Desde la perspectiva materialista en que Horkheimer lo indica, es justo decirlo, no se condena


a Montaigne, pero si se pone en relieve el peligro acechante del humanismo moderno
convertido en humanismo burgués a un paso del nihilismo atomizado en el que pueden y
acaban derivando formas de subjetivación indolentes.

Advertido el peligro acechante en la crítica de Horkheimer, de todas maneras, cabe apuntar


que la emergencia de la subjetividad llego para quedarse con el resquebrajamiento del mundo
encantado y subsumido en la cosmovisión teológica pues la subjetividad es, en efecto, el
producto del movimiento de la pérdida de la seguridad y del vértigo de búsqueda que se
incita.

Por último, y cerrando este origen de la modernidad en Montaigne, diremos que la


acumulación de citas, la, a veces, errática conexión de pensamientos, el deslumbramiento que
provocan determinadas reflexiones, hacen que la lucidez no pueda relatarse, contarse, sino
que solo mostrarse.
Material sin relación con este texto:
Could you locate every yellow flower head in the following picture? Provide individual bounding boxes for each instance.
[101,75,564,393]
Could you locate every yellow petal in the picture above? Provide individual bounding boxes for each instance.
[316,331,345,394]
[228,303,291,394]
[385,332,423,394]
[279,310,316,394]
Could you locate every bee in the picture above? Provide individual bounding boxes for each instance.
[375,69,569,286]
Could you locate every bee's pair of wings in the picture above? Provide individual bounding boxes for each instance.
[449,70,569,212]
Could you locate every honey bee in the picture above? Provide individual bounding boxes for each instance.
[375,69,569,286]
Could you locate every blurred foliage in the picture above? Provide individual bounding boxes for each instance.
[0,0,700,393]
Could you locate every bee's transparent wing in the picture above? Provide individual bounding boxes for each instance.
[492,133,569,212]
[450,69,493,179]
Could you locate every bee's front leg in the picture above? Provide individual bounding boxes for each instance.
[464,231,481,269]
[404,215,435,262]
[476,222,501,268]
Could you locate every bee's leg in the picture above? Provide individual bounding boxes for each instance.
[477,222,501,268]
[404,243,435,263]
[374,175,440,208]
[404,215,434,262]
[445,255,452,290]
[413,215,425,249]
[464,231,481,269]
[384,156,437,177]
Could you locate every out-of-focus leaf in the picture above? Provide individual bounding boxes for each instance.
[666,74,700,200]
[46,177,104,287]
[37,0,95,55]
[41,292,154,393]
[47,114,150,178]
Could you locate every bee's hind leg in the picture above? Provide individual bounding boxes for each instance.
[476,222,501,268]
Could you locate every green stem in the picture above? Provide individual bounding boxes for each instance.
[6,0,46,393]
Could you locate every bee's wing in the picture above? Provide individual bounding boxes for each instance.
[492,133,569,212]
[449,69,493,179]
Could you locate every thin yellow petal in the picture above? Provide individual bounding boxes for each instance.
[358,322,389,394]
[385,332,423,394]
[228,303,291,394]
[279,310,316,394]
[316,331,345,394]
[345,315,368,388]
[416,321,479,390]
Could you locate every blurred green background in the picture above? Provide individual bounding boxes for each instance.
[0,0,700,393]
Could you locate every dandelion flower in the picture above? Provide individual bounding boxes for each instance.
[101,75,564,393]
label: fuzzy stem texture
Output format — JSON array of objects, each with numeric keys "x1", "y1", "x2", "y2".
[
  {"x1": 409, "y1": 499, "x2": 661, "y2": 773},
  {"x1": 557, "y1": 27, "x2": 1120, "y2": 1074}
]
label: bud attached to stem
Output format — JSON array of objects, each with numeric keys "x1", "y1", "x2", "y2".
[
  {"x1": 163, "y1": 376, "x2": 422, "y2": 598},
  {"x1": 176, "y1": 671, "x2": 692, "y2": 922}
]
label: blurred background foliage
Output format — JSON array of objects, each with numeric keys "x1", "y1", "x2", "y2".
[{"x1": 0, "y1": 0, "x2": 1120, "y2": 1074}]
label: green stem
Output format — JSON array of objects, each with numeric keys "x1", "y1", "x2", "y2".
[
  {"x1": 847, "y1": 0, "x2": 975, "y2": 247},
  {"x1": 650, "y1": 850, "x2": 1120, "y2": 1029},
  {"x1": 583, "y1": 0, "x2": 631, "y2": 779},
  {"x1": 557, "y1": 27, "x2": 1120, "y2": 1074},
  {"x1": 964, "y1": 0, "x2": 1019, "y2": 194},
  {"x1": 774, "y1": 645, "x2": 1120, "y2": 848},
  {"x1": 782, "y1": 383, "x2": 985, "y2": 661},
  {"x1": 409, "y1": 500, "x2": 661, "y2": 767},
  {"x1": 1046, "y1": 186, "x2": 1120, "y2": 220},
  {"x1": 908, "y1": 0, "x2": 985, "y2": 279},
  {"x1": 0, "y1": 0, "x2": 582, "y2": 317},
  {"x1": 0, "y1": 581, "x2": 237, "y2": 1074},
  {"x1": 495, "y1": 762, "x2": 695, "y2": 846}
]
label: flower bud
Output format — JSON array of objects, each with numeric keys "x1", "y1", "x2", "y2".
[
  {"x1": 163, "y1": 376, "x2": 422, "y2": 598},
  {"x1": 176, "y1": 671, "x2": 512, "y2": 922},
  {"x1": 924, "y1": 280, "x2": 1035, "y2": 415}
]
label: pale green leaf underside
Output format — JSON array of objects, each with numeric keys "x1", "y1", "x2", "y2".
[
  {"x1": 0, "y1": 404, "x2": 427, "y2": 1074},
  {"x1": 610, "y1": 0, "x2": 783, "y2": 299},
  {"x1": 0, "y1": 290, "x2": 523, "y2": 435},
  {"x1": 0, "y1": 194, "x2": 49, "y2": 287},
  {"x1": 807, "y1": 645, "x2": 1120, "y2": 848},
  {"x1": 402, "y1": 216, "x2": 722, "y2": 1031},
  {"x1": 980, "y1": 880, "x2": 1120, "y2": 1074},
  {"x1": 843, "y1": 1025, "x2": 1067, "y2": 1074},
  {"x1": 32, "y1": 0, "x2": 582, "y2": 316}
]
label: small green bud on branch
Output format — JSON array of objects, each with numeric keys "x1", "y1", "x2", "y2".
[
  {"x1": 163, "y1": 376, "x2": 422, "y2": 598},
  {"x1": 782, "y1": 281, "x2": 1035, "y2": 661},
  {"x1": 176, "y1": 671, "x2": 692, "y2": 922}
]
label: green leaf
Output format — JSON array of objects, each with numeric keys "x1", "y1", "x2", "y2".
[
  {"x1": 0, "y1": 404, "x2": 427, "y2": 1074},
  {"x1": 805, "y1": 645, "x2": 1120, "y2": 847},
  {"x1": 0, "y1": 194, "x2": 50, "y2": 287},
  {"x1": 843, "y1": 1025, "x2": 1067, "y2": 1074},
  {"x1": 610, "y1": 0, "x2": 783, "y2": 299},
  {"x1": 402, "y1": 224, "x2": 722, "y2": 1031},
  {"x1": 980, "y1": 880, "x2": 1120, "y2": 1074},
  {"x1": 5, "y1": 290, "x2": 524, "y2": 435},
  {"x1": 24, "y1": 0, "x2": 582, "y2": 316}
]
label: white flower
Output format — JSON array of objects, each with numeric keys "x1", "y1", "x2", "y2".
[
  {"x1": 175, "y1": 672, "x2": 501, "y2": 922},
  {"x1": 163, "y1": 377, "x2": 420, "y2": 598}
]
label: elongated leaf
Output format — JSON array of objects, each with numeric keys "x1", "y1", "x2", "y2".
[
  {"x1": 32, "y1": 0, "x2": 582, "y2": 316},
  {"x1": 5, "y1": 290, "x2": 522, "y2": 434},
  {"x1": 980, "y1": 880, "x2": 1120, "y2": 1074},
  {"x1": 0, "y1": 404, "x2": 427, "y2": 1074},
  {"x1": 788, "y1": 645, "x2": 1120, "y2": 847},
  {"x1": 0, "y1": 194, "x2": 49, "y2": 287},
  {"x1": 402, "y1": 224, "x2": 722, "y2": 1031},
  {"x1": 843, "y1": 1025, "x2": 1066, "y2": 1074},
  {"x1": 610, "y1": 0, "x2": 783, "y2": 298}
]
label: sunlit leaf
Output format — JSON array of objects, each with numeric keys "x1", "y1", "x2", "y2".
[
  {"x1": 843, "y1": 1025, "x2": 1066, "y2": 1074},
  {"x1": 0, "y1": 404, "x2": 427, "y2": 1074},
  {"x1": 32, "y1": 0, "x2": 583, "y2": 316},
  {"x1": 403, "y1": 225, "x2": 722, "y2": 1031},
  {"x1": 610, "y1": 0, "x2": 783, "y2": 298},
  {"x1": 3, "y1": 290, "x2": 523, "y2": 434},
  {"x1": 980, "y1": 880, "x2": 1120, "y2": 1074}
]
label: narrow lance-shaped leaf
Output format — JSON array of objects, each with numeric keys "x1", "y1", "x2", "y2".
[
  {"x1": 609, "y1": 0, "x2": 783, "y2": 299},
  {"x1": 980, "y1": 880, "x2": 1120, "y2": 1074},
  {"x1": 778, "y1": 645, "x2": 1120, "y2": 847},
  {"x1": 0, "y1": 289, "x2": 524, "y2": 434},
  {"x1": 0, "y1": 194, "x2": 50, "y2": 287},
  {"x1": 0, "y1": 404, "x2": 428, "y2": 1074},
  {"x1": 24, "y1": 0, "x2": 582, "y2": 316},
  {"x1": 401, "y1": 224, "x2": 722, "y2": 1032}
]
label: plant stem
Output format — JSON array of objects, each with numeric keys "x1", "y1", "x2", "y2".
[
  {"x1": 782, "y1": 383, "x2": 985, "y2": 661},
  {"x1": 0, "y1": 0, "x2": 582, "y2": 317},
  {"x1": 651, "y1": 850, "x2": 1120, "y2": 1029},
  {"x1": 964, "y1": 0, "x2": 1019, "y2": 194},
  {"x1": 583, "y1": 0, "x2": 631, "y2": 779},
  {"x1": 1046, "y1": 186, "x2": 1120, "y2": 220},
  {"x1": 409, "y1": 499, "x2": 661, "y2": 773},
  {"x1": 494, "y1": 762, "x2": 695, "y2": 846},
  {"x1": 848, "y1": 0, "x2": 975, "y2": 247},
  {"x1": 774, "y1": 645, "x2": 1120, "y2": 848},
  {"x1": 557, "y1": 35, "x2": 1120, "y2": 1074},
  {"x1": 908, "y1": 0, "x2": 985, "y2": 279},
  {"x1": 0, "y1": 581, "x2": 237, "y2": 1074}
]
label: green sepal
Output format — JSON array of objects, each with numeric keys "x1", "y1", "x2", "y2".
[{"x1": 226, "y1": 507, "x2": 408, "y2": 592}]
La sensación, espero, de ustedes estudiantes lectores de Montaigne,
debiera ser la de quién contempla la sabiduría: que la sabiduría es, está se ejerce, pero no se
enseña ni se explica. Se adquiere solo con la inoculación del dolor de la lucidez y el constante
trabajo de relatarnos a nosotros mismos, a tientas, persiguiendo siempre de dotarnos de
sentidos que serán irremediablemente provisorios pero que, en su devenir, en el mismo
ejercicio de hacerlo, nos convertirán en Sujetos con S mayúscula.